ClickHouse Catalog Support

ClickHouse recently added native support for Apache Iceberg tables and data catalogs. Most of the features are still experimental, but you can already use them if you use a recent ClickHouse version.

  • You can use ClickHouse to query Iceberg tables stored in object storage (S3, Azure Blob Storage, Google Cloud Storage) using the Iceberg table engine and iceberg table function.

  • Additionally, ClickHouse provides the DataLakeCatalog database engine, which enables connection to external data catalogs including AWS Glue Catalog, Databricks Unity Catalog, Hive Metastore, and REST Catalogs. This allows you to query open table format data (Iceberg, Delta Lake) directly from external catalogs without data duplication.

Workarounds for Working with Iceberg and Catalogs

You can read data from Iceberg tables or catalogs from your dbt project if you have already defined them in your ClickHouse cluster with the tools defined above. You can leverage the source functionality in dbt to reference these tables in your dbt projects. For example, if you want to access your tables in a REST Catalog, you can:

  1. Create a database pointing to an external catalog:
-- Example with REST Catalog
SET allow_experimental_database_iceberg = 1;

CREATE DATABASE iceberg_catalog
ENGINE = DataLakeCatalog('http://rest:8181/v1', 'admin', 'password')
SETTINGS 
    catalog_type = 'rest', 
    storage_endpoint = 'http://minio:9000/lakehouse', 
    warehouse = 'demo'
  1. Define the catalog database and its tables as sources in dbt: remember that the tables should already be available in ClickHouse
version: 2

sources:
  - name: external_catalog
    database: iceberg_catalog
    tables:
      - name: orders
      - name: customers
  1. Use the catalog tables in your dbt models:
SELECT 
    o.order_id,
    c.customer_name,
    o.order_date
FROM {{ source('external_catalog', 'orders') }} o
INNER JOIN {{ source('external_catalog', 'customers') }} c
    ON o.customer_id = c.customer_id

Notes on the Workarounds

The good things about these workarounds are:

  • You'll have immediate access to different external table types and external catalogs without waiting for native dbt catalog integration.
  • You'll have a seamless migration path when native catalog support becomes available.
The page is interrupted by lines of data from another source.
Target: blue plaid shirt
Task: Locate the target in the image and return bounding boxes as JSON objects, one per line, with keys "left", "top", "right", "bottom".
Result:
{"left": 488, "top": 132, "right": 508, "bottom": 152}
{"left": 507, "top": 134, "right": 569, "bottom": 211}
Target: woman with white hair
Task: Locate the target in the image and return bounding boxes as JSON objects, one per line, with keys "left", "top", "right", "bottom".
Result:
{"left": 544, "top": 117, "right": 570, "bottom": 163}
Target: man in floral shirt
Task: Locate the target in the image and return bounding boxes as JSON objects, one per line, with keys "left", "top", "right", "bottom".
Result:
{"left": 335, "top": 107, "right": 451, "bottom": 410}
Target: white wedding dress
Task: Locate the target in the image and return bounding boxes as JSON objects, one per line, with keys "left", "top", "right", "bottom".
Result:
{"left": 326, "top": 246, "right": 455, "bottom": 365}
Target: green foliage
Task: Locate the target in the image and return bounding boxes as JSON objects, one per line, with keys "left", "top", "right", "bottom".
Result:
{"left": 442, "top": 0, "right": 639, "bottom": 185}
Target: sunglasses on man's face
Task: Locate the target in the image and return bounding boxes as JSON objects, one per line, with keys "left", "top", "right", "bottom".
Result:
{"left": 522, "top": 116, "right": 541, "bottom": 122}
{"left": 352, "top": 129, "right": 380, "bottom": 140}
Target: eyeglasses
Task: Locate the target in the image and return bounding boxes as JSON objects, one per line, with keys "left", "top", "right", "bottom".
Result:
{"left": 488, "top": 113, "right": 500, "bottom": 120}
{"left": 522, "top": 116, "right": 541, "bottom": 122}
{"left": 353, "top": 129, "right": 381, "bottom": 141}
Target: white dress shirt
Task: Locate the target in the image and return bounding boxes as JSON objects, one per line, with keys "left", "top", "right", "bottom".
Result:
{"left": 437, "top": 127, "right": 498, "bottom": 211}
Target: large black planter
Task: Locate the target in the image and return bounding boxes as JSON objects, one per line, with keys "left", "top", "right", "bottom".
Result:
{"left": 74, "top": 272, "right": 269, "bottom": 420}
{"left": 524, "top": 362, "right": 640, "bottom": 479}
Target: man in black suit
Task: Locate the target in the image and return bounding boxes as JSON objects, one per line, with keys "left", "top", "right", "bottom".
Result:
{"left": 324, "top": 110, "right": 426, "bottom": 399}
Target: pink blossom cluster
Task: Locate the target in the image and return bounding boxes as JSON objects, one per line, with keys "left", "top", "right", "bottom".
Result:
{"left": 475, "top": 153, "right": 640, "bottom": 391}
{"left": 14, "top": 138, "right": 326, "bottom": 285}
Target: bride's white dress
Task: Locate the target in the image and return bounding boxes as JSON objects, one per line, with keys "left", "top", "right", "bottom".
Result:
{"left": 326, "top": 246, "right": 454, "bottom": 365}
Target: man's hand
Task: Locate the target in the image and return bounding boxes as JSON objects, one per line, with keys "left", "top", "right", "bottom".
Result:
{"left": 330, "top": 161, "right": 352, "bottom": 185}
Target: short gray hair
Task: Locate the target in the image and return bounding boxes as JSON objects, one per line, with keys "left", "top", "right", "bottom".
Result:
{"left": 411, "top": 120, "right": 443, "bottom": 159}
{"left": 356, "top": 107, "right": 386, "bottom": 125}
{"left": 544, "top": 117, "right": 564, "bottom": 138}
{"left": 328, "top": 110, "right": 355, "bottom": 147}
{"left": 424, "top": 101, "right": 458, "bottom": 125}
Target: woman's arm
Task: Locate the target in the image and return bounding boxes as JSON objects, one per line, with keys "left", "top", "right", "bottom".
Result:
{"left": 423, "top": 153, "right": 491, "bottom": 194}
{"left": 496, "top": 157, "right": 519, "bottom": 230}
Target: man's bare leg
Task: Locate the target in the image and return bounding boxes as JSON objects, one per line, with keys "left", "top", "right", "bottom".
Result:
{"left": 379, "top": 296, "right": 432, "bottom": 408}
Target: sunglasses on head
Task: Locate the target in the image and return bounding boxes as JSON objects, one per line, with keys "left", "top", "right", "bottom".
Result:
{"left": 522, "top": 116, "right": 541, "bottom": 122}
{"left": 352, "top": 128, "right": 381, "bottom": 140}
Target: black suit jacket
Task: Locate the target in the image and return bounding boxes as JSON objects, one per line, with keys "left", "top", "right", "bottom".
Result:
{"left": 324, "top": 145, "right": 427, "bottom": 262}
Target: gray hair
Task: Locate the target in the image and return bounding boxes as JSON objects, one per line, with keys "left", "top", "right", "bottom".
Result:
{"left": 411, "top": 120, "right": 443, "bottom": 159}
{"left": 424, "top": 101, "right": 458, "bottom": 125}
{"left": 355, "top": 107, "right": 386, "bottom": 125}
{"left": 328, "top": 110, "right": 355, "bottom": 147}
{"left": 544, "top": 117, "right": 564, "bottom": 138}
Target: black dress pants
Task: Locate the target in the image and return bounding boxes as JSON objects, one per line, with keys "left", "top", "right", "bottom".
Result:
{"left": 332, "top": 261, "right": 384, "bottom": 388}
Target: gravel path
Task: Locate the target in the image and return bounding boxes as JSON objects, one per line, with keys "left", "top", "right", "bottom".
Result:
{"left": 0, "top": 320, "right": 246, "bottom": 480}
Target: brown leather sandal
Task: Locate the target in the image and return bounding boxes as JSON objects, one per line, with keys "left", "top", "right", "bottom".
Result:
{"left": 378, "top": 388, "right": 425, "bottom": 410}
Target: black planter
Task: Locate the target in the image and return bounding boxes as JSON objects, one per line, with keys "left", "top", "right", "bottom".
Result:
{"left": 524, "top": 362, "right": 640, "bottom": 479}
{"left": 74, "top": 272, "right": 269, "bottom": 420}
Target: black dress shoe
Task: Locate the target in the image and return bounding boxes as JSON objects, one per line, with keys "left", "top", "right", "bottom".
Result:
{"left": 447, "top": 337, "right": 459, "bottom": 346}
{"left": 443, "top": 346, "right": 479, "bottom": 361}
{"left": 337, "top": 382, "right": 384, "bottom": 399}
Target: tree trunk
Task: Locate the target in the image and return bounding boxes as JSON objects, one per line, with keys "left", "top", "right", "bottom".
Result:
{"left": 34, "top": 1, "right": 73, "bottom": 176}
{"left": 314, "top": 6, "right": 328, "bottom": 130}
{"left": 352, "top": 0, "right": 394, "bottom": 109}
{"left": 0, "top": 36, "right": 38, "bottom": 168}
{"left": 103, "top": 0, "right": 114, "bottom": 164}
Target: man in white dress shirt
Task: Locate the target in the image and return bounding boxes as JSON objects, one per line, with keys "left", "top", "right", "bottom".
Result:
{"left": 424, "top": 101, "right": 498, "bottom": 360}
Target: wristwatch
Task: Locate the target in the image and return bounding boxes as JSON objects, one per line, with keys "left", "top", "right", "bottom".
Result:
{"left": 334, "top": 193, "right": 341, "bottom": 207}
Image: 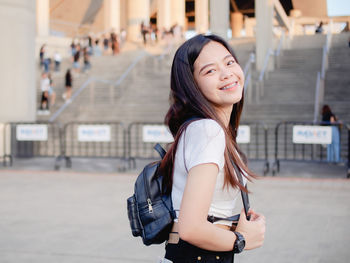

But there are currently some limitations:

  • Manual setup: Iceberg tables and catalog databases must be created manually in ClickHouse before they can be referenced in dbt.
  • No catalog-level DDL: dbt cannot manage catalog-level operations like creating or dropping Iceberg tables in external catalogs. So you will not be able to create them right now from the dbt connector. Creating tables with the Iceberg() engines may be added in the future.
  • Write operations: Currently, writing into Iceberg/Data Catalog tables is limited. Check the ClickHouse documentation to understand which options are available.